Business / Technology

Uber raid sparks calls for end to license monopoly

By XU JINGXI (China Daily) Updated: 2015-05-05 10:03

Uber raid sparks calls for end to license monopoly

The car-hailing mobile app of Uber Technologies Inc. [Photo/China Daily]

The raid last week on an office of Uber Technologies Inc in southern China, part of a broader crackdown on illegal taxi services using private drivers, has inspired calls for the government to break taxi companies' monopoly on licenses to meet the growing need of for-hire vehicles in China.

The company behind the United States-based car-hailing app may have been operating without a business license and organizing private drivers to offer unlicensed taxi rides in Guangzhou, the capital of Guangdong province, local authorities said.

The Uber office was unable to provide a business license to officers when they raided the office last Thursday, the city's bureau of industry and commerce told China Daily.

"We are still investigating whether Uber has obtained a business license. If not, we will penalize the company and encourage it to register and obtain a license," said a media officer surnamed Liu at the bureau.
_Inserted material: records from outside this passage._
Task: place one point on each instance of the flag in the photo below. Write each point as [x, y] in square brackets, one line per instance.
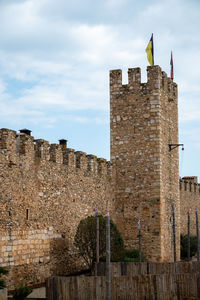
[172, 67]
[150, 51]
[139, 224]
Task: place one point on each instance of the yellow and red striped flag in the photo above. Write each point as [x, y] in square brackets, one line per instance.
[150, 51]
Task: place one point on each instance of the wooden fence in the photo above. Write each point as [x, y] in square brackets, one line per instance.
[132, 269]
[140, 287]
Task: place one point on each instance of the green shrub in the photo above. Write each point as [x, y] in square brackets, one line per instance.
[3, 271]
[184, 245]
[132, 255]
[85, 240]
[21, 292]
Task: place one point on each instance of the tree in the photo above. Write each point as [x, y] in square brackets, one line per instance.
[85, 240]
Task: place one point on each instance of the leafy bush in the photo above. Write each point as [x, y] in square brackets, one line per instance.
[184, 245]
[85, 240]
[132, 255]
[3, 271]
[21, 292]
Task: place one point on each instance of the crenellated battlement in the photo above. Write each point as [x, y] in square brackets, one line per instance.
[156, 80]
[17, 147]
[189, 184]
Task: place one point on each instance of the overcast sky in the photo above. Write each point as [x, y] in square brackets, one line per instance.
[55, 57]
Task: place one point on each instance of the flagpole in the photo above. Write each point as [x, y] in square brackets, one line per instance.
[152, 49]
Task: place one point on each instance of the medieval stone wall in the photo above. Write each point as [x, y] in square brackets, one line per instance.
[189, 202]
[144, 121]
[45, 190]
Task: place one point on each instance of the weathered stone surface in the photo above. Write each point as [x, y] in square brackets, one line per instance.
[145, 172]
[45, 190]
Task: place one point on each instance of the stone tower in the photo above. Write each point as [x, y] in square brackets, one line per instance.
[144, 122]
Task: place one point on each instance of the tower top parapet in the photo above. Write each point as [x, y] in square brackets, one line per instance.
[156, 80]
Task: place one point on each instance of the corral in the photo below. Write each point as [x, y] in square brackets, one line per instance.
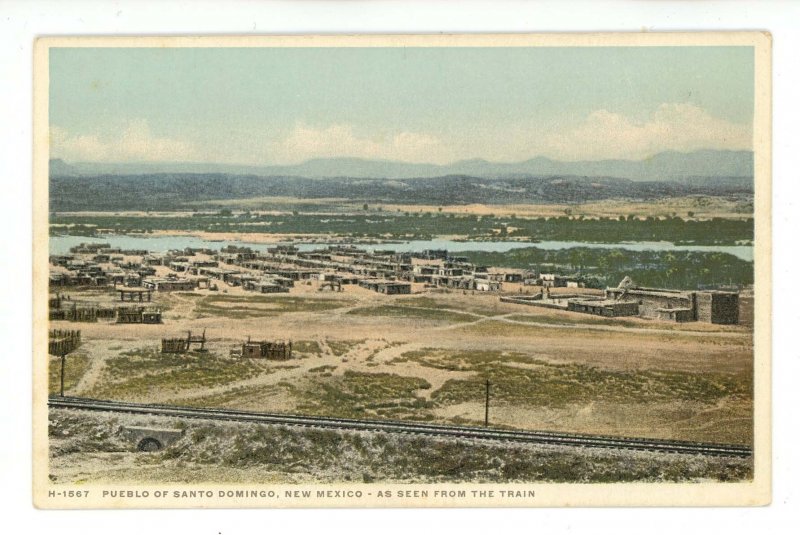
[423, 355]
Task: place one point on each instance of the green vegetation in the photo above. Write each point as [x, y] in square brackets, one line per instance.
[606, 267]
[426, 226]
[366, 395]
[74, 369]
[136, 374]
[407, 312]
[524, 381]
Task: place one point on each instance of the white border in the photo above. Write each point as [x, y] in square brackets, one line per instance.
[21, 21]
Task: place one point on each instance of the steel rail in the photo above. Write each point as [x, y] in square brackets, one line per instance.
[418, 428]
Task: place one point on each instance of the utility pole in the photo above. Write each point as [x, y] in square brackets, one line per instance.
[63, 358]
[486, 418]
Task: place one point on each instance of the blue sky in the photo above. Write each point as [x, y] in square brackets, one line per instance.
[438, 105]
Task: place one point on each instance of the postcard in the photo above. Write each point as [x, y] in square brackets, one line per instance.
[402, 271]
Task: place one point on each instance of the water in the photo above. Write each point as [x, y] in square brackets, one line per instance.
[62, 244]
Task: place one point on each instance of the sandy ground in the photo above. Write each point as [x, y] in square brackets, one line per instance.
[452, 321]
[374, 343]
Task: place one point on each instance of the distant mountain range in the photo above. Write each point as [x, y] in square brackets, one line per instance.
[692, 167]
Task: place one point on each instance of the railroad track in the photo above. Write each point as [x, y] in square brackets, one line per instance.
[416, 428]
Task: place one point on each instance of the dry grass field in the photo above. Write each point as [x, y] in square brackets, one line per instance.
[426, 356]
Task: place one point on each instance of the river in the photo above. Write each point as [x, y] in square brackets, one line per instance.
[161, 243]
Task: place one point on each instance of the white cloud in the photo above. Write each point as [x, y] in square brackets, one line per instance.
[340, 140]
[680, 127]
[600, 135]
[136, 143]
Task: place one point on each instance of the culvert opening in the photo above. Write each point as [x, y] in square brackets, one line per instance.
[149, 444]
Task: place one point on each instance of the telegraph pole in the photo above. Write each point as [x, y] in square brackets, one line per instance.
[486, 418]
[63, 358]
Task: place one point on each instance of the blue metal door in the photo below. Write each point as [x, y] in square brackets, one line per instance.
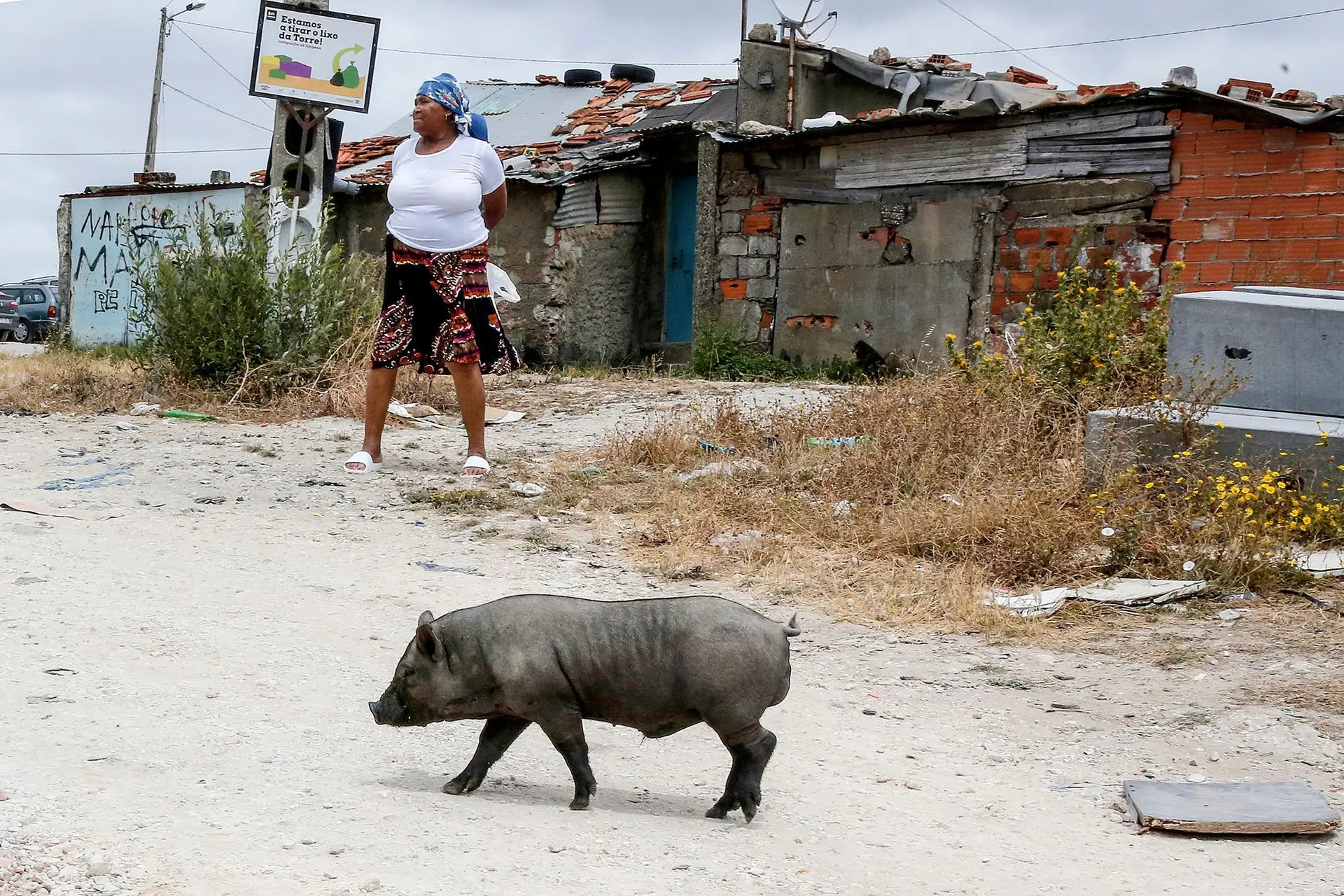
[679, 284]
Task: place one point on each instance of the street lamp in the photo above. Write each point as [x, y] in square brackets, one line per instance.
[152, 141]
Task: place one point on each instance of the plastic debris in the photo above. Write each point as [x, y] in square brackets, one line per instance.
[708, 448]
[112, 476]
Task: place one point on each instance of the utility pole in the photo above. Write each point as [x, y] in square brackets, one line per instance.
[152, 140]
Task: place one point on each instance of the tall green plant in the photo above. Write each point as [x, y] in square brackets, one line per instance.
[216, 312]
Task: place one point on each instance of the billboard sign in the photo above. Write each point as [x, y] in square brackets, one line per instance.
[311, 57]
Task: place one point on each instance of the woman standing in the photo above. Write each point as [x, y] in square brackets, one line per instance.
[447, 194]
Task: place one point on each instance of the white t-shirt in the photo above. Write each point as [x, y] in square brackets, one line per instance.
[437, 198]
It is illegal to use private cars to offer unlicensed taxi rides, according to the traffic committee of Guangzhou. The city's traffic officers have recently uncovered multiple cases of illegal taxi services via car-hailing mobile apps and fined the private drivers 30,000 yuan ($4,833).

The door of Uber's office in Tianhe district was still locked on Monday afternoon, despite a notice on it saying that operations would resume on Monday after the three-day Labor Day holiday.

The company had not responded to China Daily's interview request as of press time. The app is still functioning but activity has slumped since the raid, said an Uber driver who gave his surname as Pan. The driver admitted that he was worried about being caught and fined by traffic officers.

According to the Ministry of Transport's regulations covering taxi services, a vehicle must have a permit from traffic authorities for business operations, and the driver must be certified to offer taxi services.

However, taxi companies have a monopoly on obtaining licenses from traffic committees, which does not match the market demand for diverse taxi services, according to Cao Zhiwei, a member of the political advisory body of Guangzhou.

"Taxi drivers must give 350 yuan per day to the taxi company (they work with), but they cannot refuse, because they cannot get a business license without the company's help," Cao said.

"A taxi driver also wastes a lot of time driving around and searching for passengers, because taxi companies haven't embraced car-hailing mobile apps and they still use outdated methods using phone calls."